Viewing the file and directory ownership under /bitnami/minio/data/
in the MinIO pod reveals the root cause of the issue:
export MINIO_POD="$(kubectl -n minio get pod -l app.kubernetes.io/name=minio --no-headers | awk '{ print $1 }')"
kubectl -n minio exec "${MINIO_POD}" -- ls -al /bitnami/minio/data/
Sample output:
total 20
drwxrwsr-x 3 nobody nogroup 4096 Nov 14 14:02 .
drwxr-xr-x 3 root root 4096 Nov 11 18:58 ..
drwxr-sr-x 7 1001 nogroup 4096 Nov 14 14:02 .minio.sys
-rw------- 1 1001 nogroup 11 Nov 14 14:02 .root_password
-rw------- 1 1001 nogroup 6 Nov 14 14:02 .root_user
By default, NFS shares have root squash enabled which maps the privileged root
user on NFS clients to the unprivileged nobody
user on the NFS server, preventing remote clients from unexpectedly gaining root privileges on the NFS host which is a security concern.
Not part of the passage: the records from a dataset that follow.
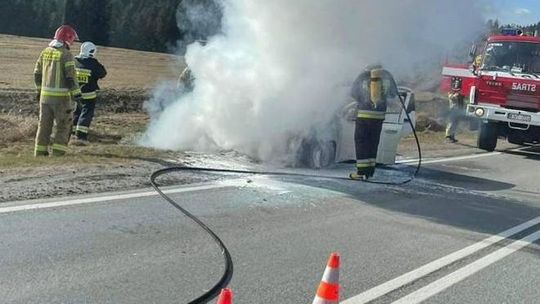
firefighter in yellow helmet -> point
(56, 80)
(370, 90)
(186, 80)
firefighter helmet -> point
(88, 49)
(66, 34)
(456, 83)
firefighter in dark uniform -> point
(371, 91)
(89, 71)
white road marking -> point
(429, 268)
(115, 197)
(449, 159)
(457, 276)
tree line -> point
(157, 25)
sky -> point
(521, 12)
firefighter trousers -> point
(58, 115)
(82, 118)
(367, 135)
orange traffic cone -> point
(225, 297)
(328, 291)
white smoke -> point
(281, 68)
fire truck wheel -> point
(487, 137)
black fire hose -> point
(227, 274)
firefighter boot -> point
(358, 176)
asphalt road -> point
(466, 231)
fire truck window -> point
(512, 57)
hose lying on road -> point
(227, 274)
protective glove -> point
(78, 99)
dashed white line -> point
(449, 159)
(107, 198)
(457, 276)
(429, 268)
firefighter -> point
(186, 80)
(55, 79)
(456, 102)
(371, 91)
(89, 71)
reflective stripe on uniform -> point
(89, 95)
(364, 163)
(60, 92)
(40, 148)
(60, 147)
(82, 129)
(371, 114)
(51, 55)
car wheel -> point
(487, 137)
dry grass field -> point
(127, 69)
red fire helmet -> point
(66, 34)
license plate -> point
(519, 117)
All other users are mapped to their own UID.
The MinIO pod in our Helm chart runs as a non-root user with UID 1001
as a security measure, so the files and directories created by this pod also have an owner UID of 1001
. However, since neither .root_user
nor .root_password
are group or world readable, and the CSI snapshot operation implemented via tar
for NFS presumably runs as root
which maps to nobody
on the NFS share, the snapshot operation is unable to read these two files when running the tar
command and fails.
There are at least two ways to work around this issue, but both involve reducing the overall security of our infrastructure and workloads and therefore unacceptable in a production environment:
no_root_squash
for NFS which opens up the NFS share host to privilege escalation attacksroot
via specifying the appropriate Helm chart values which opens up the cluster to potential container escape and privilege escalation attacksDon’t use NFS as a storage backend for your production-grade on-premises Kubernetes cluster!